ほっとしたのもつかの間、工場内からけたたましいビー音が。
な、なに事だ。
あちこちの黄色いDANGER回転灯もくるくるピカピカだ。
そして天の声もしくは天の公共放送みたいなアナウンスが入る。
『上級破壊作業員はすみやかに位置についてください。繰り返します……』
それを聞いた祭山田さんはまるで
「さあ、『対象』がどんぶら流れてくるわよ。芝刈洗濯機が使えるじいさんばあさん必見よ」
張りのある大きな声で生産(?)ラインのほうへ向かっていった。後ろ髪も結構長い。
──対象とは何だろう。今まで流されてきていた日常でよく見かける製品とは違うものなのだろうか……。上級レベルな人がわざわざ担当するわけだし……。
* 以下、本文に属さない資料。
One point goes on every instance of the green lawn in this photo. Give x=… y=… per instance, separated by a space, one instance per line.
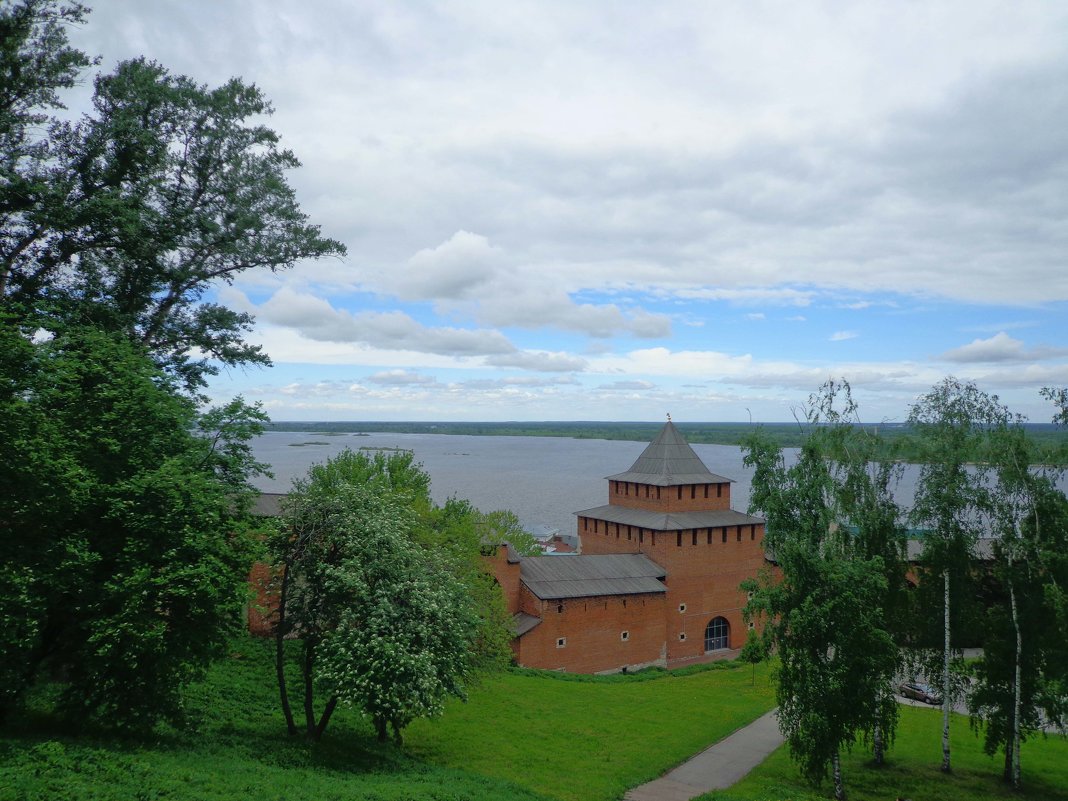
x=587 y=741
x=522 y=736
x=912 y=769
「さあ、君たちももっと近くで見学するといい、プロの技を」と猿元さんはなぜか野球のピッチグフォームでボクらを促してきた。
祭山田さんの立ち位置のすぐ後ろまで行く。すでに彼女はアスリート並にコンセントレーションしてコンベア上流をにらみつけている。
前髪を少しだけ指でかき分けた。表情は向こう向きなので見えない。
構図的ににはハラペコなひとが立ち食い回転寿司でとるポジショニングに近い。
おもむろに作業用ゴム手袋を顔の高さでパチンとはめる様は、まるでオペ前の外科医のようだ。なんかそれだけでほれぼれするし、すごく社会科見学的興奮が味わえる。
ボクらの横に立つ解説員の猿元さんが心の内を見透かしたような前口上をくれた。
「その昔、プロフェスという言葉は。教授と司祭と医者にしか使われなかったという。ただAIが全てを担う現代はプロとはたったひとつ、彼女のようなタイプにしか使われない、とくとごらんあれ」
彼女のまわりに何かがするすると天井から降りてきた。たくさんの破壊道具だ。吊された状態でなんでもすぐ使える体制も整った。
──何が始まるんだろう……。
「ワンチャン、お化けあるかな」とケイイチが言った。
「ワンチャンあるかな」とボクもなにかに言った。